Well, that's the tale as the Bridgewater bosses purringly tell it, but it's none the less probably true. For as concert halls go, this must be one of the most perfectly insulated in the world. This is not just because the service machinery has been housed in an adjoining building, nor because the auditorium has been wrapped in massive double walls. It's due to something you discover if you wander in the bowels of the place; the entire weight of this 25,000-ton edifice of steel and stone rests not on terra firma, but on hundreds of giant car-springs.
As you clamber up and down the subterranean stairways, you notice something else. Just above its point of contact with the ground, each flight of steps has a three-inch gap, a feature repeated in every handrail: the stairs are literally suspended from the building above. And at every point where workmen might be tempted to sling a ladder or lash a plank, large notices proclaim "No Rigid Links".
"That is the philosophy on which this building is based," explains its presiding acoustician Rob Harris. "There's no rigid link between any part of this building and the rest of the world. Most of it's on springs, and round the edge there are rubber joints. Where any pipe or duct crosses in from outside, there's a break in it, and a flexible joint."
This is only the latest of Harris's brainwaves. He and his friends at Arup did the insulation for Birmingham's Symphony Hall, which rests on rubber pads, and where the vibration from trains passing underneath was neutralised by insulation under the railtrack itself. He has found that springs are better than pads: if they get tired, or their tension is wrong, they can be instantly replaced. "Both these halls are incredibly quiet. You hear things you normally only catch on CDs, like the clicks and the air noise on instruments."
The exclusion of extraneous sound is child's play, however, compared with the management of sound within, and at this Harris is a past master. He was responsible for the superb acoustic of Glyndebourne's new opera house, and he's currently engaged in schemes to improve the sound in both Covent Garden and the Coliseum. But the rules governing this game - even in a new building, without architectural faits accomplis - are infinitely complex.
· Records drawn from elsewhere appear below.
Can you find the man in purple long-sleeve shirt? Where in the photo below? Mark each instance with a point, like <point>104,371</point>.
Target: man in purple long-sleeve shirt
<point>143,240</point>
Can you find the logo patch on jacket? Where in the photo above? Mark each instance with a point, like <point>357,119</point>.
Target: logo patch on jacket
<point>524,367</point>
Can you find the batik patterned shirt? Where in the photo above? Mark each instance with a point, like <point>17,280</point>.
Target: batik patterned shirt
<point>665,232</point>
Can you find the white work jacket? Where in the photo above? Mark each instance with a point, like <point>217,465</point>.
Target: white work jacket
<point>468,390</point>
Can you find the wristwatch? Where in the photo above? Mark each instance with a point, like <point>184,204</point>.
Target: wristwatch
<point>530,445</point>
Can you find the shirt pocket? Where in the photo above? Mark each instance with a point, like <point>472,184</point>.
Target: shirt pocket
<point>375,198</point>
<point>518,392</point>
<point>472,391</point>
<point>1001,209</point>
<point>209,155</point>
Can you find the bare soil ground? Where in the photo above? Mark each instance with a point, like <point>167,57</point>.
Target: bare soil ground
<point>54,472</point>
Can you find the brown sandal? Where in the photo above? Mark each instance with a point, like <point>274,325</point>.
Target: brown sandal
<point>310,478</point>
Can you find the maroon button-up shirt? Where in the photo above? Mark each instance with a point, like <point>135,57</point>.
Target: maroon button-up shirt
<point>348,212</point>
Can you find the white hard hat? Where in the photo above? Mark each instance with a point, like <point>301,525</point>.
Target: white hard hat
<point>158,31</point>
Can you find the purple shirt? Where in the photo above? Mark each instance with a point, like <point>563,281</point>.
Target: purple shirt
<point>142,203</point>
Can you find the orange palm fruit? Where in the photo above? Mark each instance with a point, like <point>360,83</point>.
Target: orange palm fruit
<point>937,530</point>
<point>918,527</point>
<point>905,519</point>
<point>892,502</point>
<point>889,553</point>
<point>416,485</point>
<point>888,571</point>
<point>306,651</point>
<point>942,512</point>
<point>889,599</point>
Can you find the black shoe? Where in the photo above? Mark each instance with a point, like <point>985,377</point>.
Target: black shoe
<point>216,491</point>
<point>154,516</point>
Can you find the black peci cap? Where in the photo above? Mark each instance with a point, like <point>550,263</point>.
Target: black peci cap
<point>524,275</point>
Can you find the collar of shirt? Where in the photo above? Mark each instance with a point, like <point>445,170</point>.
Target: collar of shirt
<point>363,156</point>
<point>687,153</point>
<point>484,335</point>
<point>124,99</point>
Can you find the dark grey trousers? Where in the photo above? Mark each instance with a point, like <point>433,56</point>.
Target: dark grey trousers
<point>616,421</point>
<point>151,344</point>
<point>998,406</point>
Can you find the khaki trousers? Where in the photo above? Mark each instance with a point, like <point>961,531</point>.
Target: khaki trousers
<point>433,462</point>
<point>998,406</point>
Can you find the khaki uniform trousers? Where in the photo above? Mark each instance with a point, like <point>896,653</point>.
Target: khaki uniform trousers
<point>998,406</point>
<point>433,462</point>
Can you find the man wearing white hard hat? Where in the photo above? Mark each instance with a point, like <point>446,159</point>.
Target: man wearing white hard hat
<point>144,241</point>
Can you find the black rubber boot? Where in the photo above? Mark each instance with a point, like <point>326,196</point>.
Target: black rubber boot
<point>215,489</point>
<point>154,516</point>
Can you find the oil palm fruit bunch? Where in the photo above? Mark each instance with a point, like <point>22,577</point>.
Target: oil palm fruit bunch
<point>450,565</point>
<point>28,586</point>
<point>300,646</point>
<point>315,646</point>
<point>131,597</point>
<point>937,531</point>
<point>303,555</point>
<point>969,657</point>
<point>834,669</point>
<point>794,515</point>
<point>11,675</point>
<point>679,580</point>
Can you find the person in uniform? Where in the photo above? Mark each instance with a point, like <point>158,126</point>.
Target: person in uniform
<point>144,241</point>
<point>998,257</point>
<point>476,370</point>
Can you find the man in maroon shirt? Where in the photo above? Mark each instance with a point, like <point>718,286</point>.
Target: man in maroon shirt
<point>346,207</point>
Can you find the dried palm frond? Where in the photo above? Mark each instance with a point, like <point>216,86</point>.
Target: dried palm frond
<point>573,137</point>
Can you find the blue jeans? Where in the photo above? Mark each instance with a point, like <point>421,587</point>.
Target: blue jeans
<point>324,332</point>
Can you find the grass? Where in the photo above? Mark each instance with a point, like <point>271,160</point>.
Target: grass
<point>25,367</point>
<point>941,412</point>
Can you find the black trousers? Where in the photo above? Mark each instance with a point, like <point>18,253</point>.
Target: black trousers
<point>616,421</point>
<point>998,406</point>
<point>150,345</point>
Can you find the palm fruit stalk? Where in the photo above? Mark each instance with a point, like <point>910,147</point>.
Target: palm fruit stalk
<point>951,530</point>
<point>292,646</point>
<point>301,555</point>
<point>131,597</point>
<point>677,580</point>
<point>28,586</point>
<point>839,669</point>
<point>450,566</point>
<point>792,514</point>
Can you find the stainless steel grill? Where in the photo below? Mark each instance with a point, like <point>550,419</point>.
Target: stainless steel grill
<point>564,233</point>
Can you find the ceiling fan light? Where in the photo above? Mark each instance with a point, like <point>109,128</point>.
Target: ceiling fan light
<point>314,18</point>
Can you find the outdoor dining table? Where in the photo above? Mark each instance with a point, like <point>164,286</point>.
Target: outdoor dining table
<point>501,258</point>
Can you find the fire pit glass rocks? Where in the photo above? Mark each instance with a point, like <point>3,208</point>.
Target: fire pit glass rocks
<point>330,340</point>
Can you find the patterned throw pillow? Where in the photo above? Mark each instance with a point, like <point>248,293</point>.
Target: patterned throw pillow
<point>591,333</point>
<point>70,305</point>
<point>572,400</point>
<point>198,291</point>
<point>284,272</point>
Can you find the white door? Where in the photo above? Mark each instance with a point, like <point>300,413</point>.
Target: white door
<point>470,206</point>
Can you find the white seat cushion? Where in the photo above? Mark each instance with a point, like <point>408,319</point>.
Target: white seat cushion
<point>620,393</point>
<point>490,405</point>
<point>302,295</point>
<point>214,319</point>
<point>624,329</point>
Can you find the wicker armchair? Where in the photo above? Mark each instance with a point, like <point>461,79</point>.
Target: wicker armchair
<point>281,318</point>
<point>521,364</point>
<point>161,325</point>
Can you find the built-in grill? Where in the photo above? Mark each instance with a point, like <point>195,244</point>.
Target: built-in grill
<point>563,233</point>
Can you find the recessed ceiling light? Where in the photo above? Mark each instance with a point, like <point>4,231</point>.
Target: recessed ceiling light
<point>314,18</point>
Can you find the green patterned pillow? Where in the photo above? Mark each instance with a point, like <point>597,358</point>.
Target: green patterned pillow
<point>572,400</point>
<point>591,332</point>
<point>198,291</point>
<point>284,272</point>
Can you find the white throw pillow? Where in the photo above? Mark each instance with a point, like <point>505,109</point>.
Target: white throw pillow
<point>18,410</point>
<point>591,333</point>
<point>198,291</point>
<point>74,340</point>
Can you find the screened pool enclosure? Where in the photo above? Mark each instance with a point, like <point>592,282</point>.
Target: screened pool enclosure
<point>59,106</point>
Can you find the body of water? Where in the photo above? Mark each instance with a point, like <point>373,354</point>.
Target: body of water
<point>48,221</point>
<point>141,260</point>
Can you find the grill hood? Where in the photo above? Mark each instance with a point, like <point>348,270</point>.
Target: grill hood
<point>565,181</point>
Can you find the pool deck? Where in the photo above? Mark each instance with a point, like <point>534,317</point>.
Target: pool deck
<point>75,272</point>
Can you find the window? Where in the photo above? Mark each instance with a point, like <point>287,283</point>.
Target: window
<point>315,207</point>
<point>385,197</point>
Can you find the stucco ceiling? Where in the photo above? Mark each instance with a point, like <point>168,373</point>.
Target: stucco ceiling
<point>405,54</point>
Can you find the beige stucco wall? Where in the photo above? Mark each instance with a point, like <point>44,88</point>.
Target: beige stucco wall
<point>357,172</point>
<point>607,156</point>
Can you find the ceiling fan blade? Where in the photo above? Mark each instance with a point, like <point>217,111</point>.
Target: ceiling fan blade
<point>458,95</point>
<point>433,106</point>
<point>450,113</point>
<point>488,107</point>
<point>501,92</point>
The key element in all his calculations is reverberation time, which is controlled by two things: the internal volume of the hall, and its degree of sound-absorption (people in seats are the principal sound-absorbers). Since this latter element - assuming reasonable houses - remains constant, the former becomes the crucial variable. To get his requisite two seconds' reverberation time, Harris has had to budget for 10 cubic metres of air per seat.
But all this depends on a third element: the shape of the hall. "It's very important," he says, "that a hall should not be too wide. A lot of the sound should be reflected off the sides." The perfect shape for a concert hall - instinctively realised in Germany and Austria in the 19th century - is therefore the shoebox, with a balcony all round. That is why the fan-shaped Barbican has such a weak acoustic, why the Albert Hall's is so irredeemably hopeless, and why the expensive tinkering now going on at the Festival Hall (too wide and shallow) may still not solve its acoustic problems. It's also why, in an opera house, you often get the best sound in the cheapest seats, up at the top in the gods.
So why is the Bridgewater not a shoebox? "It would have been, if it had only had 1,500 seats. But with 2,500, it would have got so long that the stage would have been out of sight for people at the back." But there is, he says, another classic shape: the "vineyard", as in St David's Hall in Cardiff - where the seats are grouped in blocks, and divided by walls that provide the requisite "early" reflection. The Bridgewater is a synthesis of these two forms.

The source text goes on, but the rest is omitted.